Life, like Forrest Gump said in the movie, is like a box of chocolates. You never know what you’ll get. Alas so is this space, despites years of my trying to narrow it down and make it less like a squirrel’s nest.

And with that in mind, anybody out there ever eat bait squid?

If so, let me know what it tasted like. I plan to go get some to go fishing with and, being of a sound mind but adventurous spirit, I’ve kind of wondered what fish see in it. At the same time, I’m not sure I want to be like Thomas Swift’s “first man to eat an oyster” so if you’ve already had a chunk, shoot me an email and let me know what you thought, and also whether you were drunk or sober.

What else is up?

Looks as if our myriad local governments are starting to meet up in public again, albeit sitting the required six feet apart. I don’t know whether I liked it better when you could sit home in your drawers watching local officials who were probably in their drawers hit the listen button when they were trying to speak and speak button when they were trying to listen, but it was certainly entertaining at times and confusing at times, and that’s kind of government in a nutshell.

Oh, and as a fellow reporter told me, some public officials mumble, which can make it hard to figure out what they’re saying when you’re watching it on some app. Trust me, sometimes it’s hard to figure out what they’re saying when you’re there, too.

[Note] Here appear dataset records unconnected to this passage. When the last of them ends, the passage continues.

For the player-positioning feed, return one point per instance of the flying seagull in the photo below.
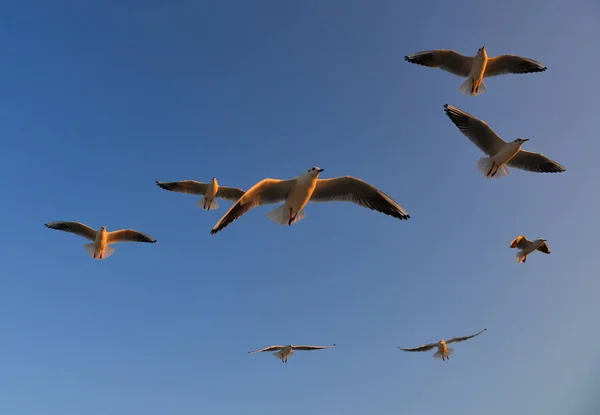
(100, 249)
(474, 68)
(526, 247)
(501, 153)
(444, 351)
(296, 193)
(284, 352)
(211, 191)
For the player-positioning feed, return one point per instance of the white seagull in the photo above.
(526, 247)
(501, 153)
(100, 249)
(443, 351)
(211, 191)
(284, 352)
(474, 68)
(296, 193)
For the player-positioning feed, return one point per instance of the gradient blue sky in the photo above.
(99, 100)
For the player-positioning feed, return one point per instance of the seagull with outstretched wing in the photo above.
(527, 247)
(211, 191)
(99, 248)
(296, 193)
(474, 68)
(443, 351)
(284, 352)
(501, 153)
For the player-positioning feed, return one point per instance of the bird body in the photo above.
(474, 84)
(527, 247)
(500, 153)
(283, 353)
(100, 247)
(443, 351)
(211, 191)
(297, 192)
(474, 68)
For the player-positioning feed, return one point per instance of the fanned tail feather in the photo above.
(90, 249)
(281, 215)
(468, 86)
(203, 203)
(488, 168)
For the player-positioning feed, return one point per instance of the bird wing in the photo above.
(505, 64)
(267, 349)
(264, 192)
(74, 227)
(189, 187)
(230, 193)
(544, 248)
(351, 189)
(311, 347)
(535, 162)
(128, 235)
(476, 130)
(461, 339)
(423, 348)
(519, 242)
(445, 59)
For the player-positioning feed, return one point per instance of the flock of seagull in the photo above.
(294, 194)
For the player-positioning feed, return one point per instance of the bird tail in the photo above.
(468, 87)
(488, 168)
(203, 203)
(281, 215)
(90, 249)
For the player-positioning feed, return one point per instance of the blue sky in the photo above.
(101, 99)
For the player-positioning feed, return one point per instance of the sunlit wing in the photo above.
(476, 130)
(461, 339)
(447, 60)
(128, 235)
(74, 227)
(267, 349)
(264, 192)
(423, 348)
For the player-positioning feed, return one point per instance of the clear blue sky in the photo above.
(99, 100)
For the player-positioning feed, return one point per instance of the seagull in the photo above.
(501, 153)
(100, 249)
(444, 351)
(211, 191)
(526, 247)
(296, 193)
(474, 68)
(284, 352)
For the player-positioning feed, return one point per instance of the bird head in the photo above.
(314, 171)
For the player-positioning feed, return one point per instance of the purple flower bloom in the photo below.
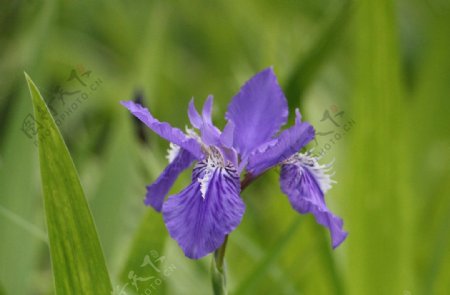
(206, 211)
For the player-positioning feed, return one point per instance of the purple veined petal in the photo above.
(160, 188)
(210, 134)
(289, 142)
(201, 215)
(207, 110)
(226, 138)
(258, 111)
(194, 116)
(302, 184)
(163, 129)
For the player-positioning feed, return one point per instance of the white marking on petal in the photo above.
(172, 152)
(320, 172)
(213, 162)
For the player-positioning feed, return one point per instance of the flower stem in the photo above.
(218, 266)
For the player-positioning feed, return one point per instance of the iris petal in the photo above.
(303, 188)
(160, 188)
(163, 129)
(194, 116)
(258, 111)
(287, 144)
(198, 224)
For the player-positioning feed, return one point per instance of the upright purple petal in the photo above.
(200, 216)
(194, 116)
(258, 111)
(226, 138)
(304, 185)
(160, 188)
(207, 109)
(287, 144)
(163, 129)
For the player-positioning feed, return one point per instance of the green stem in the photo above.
(218, 266)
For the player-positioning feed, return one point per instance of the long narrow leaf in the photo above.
(77, 259)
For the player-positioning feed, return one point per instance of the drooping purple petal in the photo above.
(163, 129)
(287, 144)
(160, 188)
(301, 184)
(200, 216)
(258, 112)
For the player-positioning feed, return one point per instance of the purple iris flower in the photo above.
(206, 211)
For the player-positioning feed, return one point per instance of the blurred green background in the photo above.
(373, 77)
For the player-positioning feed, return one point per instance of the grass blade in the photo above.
(77, 259)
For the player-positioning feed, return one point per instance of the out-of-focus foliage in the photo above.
(373, 77)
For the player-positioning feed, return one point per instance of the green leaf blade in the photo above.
(77, 258)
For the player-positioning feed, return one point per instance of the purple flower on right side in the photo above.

I’m told I often mumble, but I’m not saying anything important and besides, I don’t like raising my voice. It would make me fairly useless at a protest, unless I had one of those electronic signs I could wave around at the throng with red ALL CAPS letters that sort of scrolled past as you typed. “MEAN PEOPLE ARE NOT NICE,” I would type, and I would mean it and own it.

That’s right. Despite my somewhat curmudgeonly appearance, I don’t like mean people, who are also known by a phrase that loosely rhymes with bass hats. If I’m ever mean to someone in this space let me know.

Not that I haven’t been tempted to let loose a time or two over the years. That’s because newspapers, you see, once attracted many of the same sort of squeaky wheels and ax grinders you now find, if you care to look and I don’t, on Facebook and Twitter making absolute nuisances of themselves stretching truths and testing the limits of libel and slander laws.

In the old days the flies in various ointments had to buttonhole newspaper people in person to be heard. If they got to you it could take hours to get rid of them and was, to put it frankly, sort of awful.

Especially if they liked to talk, which most did. I once, circa 1996, sat through about three hours worth of explanation on how a local cable company was wrongly attaching its cables to polls with connivance from county officials and still didn’t know what the fellow was getting at, but for him it was crystal clear and screwing up his TV reception.

Those were not the days. These are the days, because these days the people with a bee in their bonnet can just sit at home in their drawers, fussing online about everything that isn’t nailed down and more power to them. It’s the American way, doing other people’s jobs for them and spreading sunshine and cheer in the process while writing more words than Shakespeare and Stephen King combined ever thought about in the process. The best thing about that is I don’t have to read it, so I don’t. It’s better for my soul to remain blissfully ignorant of the circuses circumnavigating various social media websites, so I’m sticking to the ignore social media policy for as long as I can. If it feels good, do it.

That said, we occasionally do still get some weird stuff, like a pitch from some PR agency noting that most of the victims of police brutality - indeed most of the victims of all crime, no matter who do the perpetrating, are men.

Funny thing is, about 900 percent of the email I get these days comes from PR firms trying to get us to run a story on somebody’s business or idea or incredible amazing unbelievable remarkable whatever, which convinces me there are still people willing to pay somebody to get into our newspaper - they just don’t want to pay us to be in there. Go figure.